La marque se développe, mais sans boutique physique, la distribution passe par les ventes en ligne et des partenaires comme Africa Shop, dirigée par Séraphine Ekoa, une femme d’affaires déterminée à dynamiser le commerce local.
« Grâce à Africa Shop, nous avons pu écouler rapidement nos produits. Ce partenariat nous a vraiment aidés à nous déployer sur le marché local », souligne Glad.
Avec une structure formalisée, une clientèle ciblée et des produits de qualité, l’ouverture d’une boutique devient une évidence. En début de l’année 2025, la première boutique Anzico voit enfin le jour. Mais à peine les portes ouvertes, les jeunes entrepreneurs font face à une réalité administrative rude et malheureusement leur enthousiasme est vite freiné.
« Nous pensions bénéficier d’une exonération de taxes ces premiers mois d’ouverture, mais les agents des impôts se sont présentés le lendemain après l’ouverture. Malgré nos explications, ils nous ont exigé de payer et arrivés sur place, les délais de paiement étaient dépassés, nous avons dû payer des amendes alors que nous venions de nous lancer. C’était très difficile à vivre… », témoigne Will, encore marqué par l’expérience.
Ce témoignage met en lumière un problème qui constitue un frein réel à l’émergence de petites entreprises. À cela s’ajoute un autre défi : le coût élevé des matières premières.
« Pour produire des sacs de qualité, nous devons importer des matériaux d’Afrique de l’Ouest. Et c’est paradoxal de payer très cher ici, au Congo, des matières comme le raphia, pourtant localement produites », déplore Glad.

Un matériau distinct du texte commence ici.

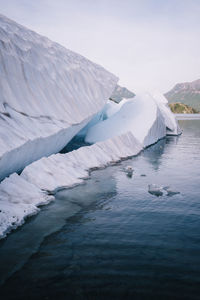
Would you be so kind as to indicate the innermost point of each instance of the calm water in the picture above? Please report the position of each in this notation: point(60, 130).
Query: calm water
point(110, 238)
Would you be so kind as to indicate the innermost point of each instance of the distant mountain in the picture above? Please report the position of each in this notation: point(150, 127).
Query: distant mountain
point(187, 93)
point(180, 108)
point(120, 93)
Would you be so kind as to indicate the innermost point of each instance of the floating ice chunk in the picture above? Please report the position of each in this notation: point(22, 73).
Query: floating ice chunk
point(129, 170)
point(155, 190)
point(160, 190)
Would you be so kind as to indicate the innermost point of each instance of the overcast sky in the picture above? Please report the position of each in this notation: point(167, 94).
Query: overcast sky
point(148, 44)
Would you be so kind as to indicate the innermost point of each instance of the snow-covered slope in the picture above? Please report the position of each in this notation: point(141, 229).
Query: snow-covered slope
point(21, 195)
point(140, 116)
point(48, 93)
point(147, 118)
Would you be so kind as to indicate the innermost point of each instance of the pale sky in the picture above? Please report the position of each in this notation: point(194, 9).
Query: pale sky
point(148, 44)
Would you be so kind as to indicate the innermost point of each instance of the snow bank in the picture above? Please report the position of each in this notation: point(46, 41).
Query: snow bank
point(48, 93)
point(21, 195)
point(170, 119)
point(18, 200)
point(148, 118)
point(140, 115)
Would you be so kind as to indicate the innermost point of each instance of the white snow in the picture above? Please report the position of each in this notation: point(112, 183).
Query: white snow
point(20, 195)
point(148, 118)
point(48, 93)
point(169, 117)
point(140, 115)
point(18, 200)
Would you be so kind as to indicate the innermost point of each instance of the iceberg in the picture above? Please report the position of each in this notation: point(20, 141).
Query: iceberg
point(22, 194)
point(140, 116)
point(48, 94)
point(148, 118)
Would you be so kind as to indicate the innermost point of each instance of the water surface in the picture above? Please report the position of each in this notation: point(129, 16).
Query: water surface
point(110, 238)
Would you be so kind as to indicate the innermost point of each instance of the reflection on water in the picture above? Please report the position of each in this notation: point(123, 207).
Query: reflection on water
point(110, 238)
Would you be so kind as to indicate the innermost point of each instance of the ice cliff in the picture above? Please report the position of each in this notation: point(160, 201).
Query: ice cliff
point(48, 93)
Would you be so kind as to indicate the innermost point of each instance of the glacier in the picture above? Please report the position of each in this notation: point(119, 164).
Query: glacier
point(148, 118)
point(49, 95)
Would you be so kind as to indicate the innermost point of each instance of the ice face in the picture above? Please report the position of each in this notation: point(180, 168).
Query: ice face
point(140, 116)
point(48, 93)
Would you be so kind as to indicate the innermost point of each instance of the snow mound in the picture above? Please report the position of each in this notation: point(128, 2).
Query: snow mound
point(140, 115)
point(21, 195)
point(48, 94)
point(19, 199)
point(170, 120)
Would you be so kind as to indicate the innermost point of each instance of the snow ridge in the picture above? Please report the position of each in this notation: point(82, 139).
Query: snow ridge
point(59, 92)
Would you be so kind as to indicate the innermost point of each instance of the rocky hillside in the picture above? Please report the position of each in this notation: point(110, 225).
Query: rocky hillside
point(180, 108)
point(187, 93)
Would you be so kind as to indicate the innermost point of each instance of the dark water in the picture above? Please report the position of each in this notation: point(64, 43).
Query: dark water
point(110, 238)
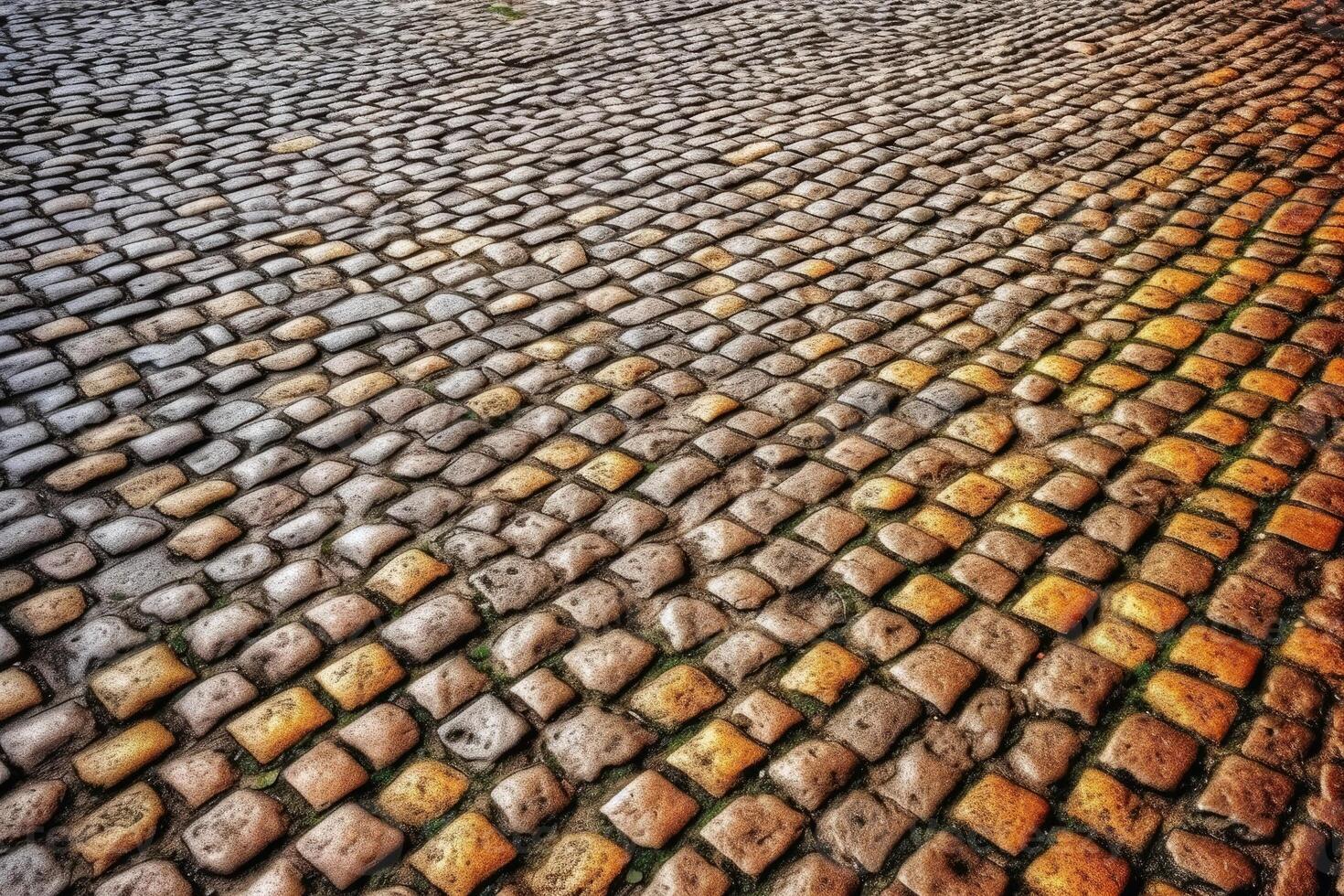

Malgré les obstacles administratifs, les charges fiscales précoces, et le coût de la matière première, et les problèmes d’électricité, Glad et Will continuent de faire briller leur rêve. Ils incarnent cette jeunesse congolaise résiliente, ambitieuse et créative, qui croit en son potentiel et choisit de bâtir, avec patience et passion, un avenir durable.
Un parcours qui fait de la marque Anzico un symbole de persévérance, un porte-voix de l’excellence locale, et une preuve que l’on peut partir de peu et créer quelque chose de grand, au cœur même du Congo.